History

History

Some info about the history of the Armley Ridge Road site prior to the allotments

The Cup And Saucer Fields

At the turn of the 19th century Armley Ridge Road allotments and the surrounding land was known by the local people as the ‘cup and saucer’ fields. This name, it is thought originated from a large depression on the allotment shaped, you could say, like a saucer. This has been described as a disused quarry but it is more likely to have been a prehistoric ‘Bell Pot’ which were known to have existed in the neighbourhood.

Our ancestors dug for minerals to make their spears, swords, shields, knives and tools by sinking these bell shaped pits, with no knowledge of ventilation, so they worked in a circular shape until the air ran out, abandoned it and sank another.
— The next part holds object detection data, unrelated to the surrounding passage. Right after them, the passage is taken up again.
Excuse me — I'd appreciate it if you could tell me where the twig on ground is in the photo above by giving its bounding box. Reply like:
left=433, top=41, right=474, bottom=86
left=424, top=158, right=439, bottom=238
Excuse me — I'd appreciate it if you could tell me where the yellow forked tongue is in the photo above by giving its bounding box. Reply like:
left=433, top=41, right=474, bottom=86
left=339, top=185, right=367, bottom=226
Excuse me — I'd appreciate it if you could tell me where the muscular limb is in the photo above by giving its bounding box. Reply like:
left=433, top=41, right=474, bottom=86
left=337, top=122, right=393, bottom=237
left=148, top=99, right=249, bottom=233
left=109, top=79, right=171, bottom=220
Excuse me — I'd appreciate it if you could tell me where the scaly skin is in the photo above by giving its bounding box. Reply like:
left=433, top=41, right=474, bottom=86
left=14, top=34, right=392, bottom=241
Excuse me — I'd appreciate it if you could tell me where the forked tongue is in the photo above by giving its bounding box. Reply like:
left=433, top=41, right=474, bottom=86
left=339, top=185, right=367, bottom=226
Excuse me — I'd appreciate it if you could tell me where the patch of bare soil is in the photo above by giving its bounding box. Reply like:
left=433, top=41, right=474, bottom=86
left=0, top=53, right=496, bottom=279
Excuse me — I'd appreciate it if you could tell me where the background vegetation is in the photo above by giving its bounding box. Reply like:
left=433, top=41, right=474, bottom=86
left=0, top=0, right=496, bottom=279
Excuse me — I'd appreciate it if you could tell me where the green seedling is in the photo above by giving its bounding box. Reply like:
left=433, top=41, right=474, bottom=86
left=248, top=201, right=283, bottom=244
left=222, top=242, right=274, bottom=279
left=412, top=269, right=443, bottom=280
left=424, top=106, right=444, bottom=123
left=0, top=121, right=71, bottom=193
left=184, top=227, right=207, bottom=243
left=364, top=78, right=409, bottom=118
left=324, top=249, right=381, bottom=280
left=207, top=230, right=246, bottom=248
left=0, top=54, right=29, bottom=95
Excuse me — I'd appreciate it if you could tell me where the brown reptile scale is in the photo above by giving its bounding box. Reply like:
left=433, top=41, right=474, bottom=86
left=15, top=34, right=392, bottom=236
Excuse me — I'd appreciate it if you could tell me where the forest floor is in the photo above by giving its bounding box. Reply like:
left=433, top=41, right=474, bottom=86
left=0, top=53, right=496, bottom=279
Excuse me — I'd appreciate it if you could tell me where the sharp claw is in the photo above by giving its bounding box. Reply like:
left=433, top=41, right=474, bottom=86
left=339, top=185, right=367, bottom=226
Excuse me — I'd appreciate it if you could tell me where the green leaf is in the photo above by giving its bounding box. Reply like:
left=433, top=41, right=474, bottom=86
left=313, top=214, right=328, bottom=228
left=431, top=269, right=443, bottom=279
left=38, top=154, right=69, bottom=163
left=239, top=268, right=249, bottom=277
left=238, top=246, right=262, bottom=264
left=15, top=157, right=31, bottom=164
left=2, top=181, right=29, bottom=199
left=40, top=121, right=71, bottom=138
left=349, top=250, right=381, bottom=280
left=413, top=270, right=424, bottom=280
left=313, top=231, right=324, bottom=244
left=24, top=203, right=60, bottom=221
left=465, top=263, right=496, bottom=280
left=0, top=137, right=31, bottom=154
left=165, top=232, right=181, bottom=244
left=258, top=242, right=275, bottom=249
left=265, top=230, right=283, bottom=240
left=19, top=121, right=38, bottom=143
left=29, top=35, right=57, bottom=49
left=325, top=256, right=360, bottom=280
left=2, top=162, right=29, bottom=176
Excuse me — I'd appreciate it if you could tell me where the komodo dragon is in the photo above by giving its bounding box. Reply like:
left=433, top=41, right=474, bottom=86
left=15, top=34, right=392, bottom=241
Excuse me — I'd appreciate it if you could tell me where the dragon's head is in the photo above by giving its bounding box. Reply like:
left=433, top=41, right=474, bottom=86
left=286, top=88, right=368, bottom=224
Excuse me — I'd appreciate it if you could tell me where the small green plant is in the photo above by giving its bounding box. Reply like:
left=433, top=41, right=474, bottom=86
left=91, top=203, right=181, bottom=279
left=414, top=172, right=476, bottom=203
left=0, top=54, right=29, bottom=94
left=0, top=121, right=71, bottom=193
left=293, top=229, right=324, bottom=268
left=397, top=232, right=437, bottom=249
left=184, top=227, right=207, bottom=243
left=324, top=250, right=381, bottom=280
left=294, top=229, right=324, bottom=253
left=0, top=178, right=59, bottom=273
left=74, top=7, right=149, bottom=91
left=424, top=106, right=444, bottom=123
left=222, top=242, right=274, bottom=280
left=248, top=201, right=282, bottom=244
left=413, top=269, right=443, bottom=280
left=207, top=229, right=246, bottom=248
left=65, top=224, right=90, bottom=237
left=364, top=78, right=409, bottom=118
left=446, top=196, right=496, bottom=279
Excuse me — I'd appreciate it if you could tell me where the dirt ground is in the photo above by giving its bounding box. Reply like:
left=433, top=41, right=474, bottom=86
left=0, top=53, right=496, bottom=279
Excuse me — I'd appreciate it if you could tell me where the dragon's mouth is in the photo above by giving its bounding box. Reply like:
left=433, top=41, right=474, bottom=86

After excavating a number of these pits and exhausting the minerals they left and in time they sank and caused the saucer shaped depression. The land then reverted to grass.

The Armley Tithe map of 1846 shows that all the land at this time belonged to the Parish Of Armley, overlooked by the Reverend Walter Farquahar Hook – vicar of the Parish. It is written that at this time a Christopher Pover of Peckfield in the parish of Sherburn bought the Township Of Armley for £35. He paid the vicar £5 and appropriates £30.

A Mr John Wilson owned much of the land, which was arable and grassland plus the buildings of Fenter Croft and Upper Croft, cottages which were rented by Samuel and others of Close House. William Williamson rented a house barn and stables, sheds and Yards which are now 139 Armley Ridge Road.

In the 1900’s it all becomes farmland. You could enter the Cup and Saucer fields by the ginnel which cut through the Ridge houses. A Mr & Mrs Cave lived in the farm here for 30 years and kept 25 head of cattle on these fields.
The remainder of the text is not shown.